As candidates are talking about a brokered convention as a way to stop Donald Trump, the number of delegates a candidate amasses is becoming increasingly important. To win the nomination, a candidate must amass 1,237 delegates, each one awarded when a candidate wins a state or congressional district, depending on the rules of each state. The delegates then vote for a candidate at the party’s nominating convention this summer.
Trump has gobbled up the most delegates so far, holding 469, and Cruz is on his heels with 370. Sen. Marco Rubio (R-Fla.) and Ohio Gov. John Kasich trail, but each man is hoping to win his own state, and the large number of winner-take-all delegates that come with them, on Tuesday.
“Tomorrow is all about delegates,” Cruz told reporters Monday in Decatur, Ill.
Cruz is looking to build on his count and overtake Trump. Over the past week Cruz’s team looked at data practically on a minute-by-minute basis, tailoring campaign stops to where the data showed the candidate had potential to net the most delegates. Rallies were typically not announced until 24 hours before they took place, their location based on numbers-crunching.
Cruz made five stops in Illinois on Monday, each in a different congressional district. Here in Illinois, the winner of the majority vote gets 15 of the state’s 69 delegates, and the rest are divided among the winners of each of its congressional districts; each district gives a candidate three delegates.
“Vote not just for me but also to vote for your delegates to vote for every delegate that’s a delegate for me,” Cruz told a cheering crowd at the Peoria Civic Center.
Cruz also hunted for delegates in Missouri, where he made four stops Saturday. The candidate is addressing the press in different media markets – some of which serve both states – to maximize his reach. In Florida, he held rallies in the population centers of Miami and Orlando, attempting reach the most people in a state that Cruz won’t win, but where he hopes to knock out Rubio.
Conversely, Cruz held only one rally in Ohio, where polling shows him trailing far behind the state’s governor, Kasich, and Trump.
Cruz is a strategist at heart who grows excited talking about the intricacies of campaigning. He has started talking about the convoluted process of amassing delegates on the campaign trail.

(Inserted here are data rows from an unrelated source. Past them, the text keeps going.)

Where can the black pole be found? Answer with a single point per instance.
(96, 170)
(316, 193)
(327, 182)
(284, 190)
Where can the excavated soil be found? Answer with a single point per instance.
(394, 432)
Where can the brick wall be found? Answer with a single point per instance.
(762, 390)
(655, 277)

He tells crowds that he is the only candidate who can beat Trump, breaking down a delegate process that is likely confusing to the average voter and using math to underscore how he believes he can win the nomination.
“There are only two candidates who have any plausible path to amassing 1237 delegates. We have right now 370 delegates, and Donald has 90 more than we do,” Cruz said in Decatur. “Everyone else is way, way, way down.”

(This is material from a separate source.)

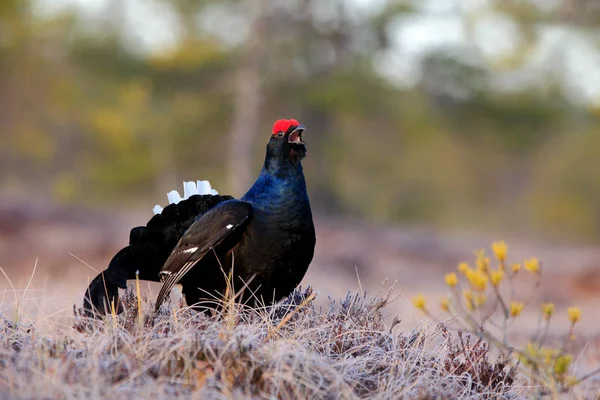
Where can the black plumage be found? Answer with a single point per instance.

The hunt for delegates has been the linchpin of Cruz’s strategy since the inception of his campaign. It is an operation that prides itself on excelling at the nitty-gritty, oftentimes tedious, spadework of campaigning, from securing ballot access to locking down the support of local legislators.
The campaign has gone to far-flung places, sending Cruz to Wyoming in August – a state he ultimately won. It sent an emissary to the Pacific territories who got caught in a typhoon and bought the governor of Guam a birthday cake. Cruz’s father, Rafael, stumped in the U.S. Virgin Islands, meeting with pastors at a church and local officials at a bar on the beach as the sun set over the water.
Cruz netted a delegate in Guam, but the strategy hasn’t always worked as planned. The candidate hoped to win a slate of Southern states March 1, increasing his delegate count and setting up, as he once called it, a “firewall” that would propel him to the nomination. The campaign spent months gathering the support of people on the ground and did two big swings through the region. In the end Trump won almost all of the South.
Cruz's operation also relies heavily on data modeling and polling to try to win voters and figure out where it has the most support, aiding the ability to find delegates. Cruz’s analytics system profiles voters based on psychographic data – if they cast ballots based on fear or hope. The campaign uses that to make entreaties to possible voters and analyzes polling to see where Cruz has advantages.
Cruz told reporters that the campaign appears to have the best shots here in Illinois, in Missouri and in North Carolina, where Cruz appeared at a rally Sunday put on by a super PAC supporting him.
“We are campaigning hard and vigorously in all of them,” he said.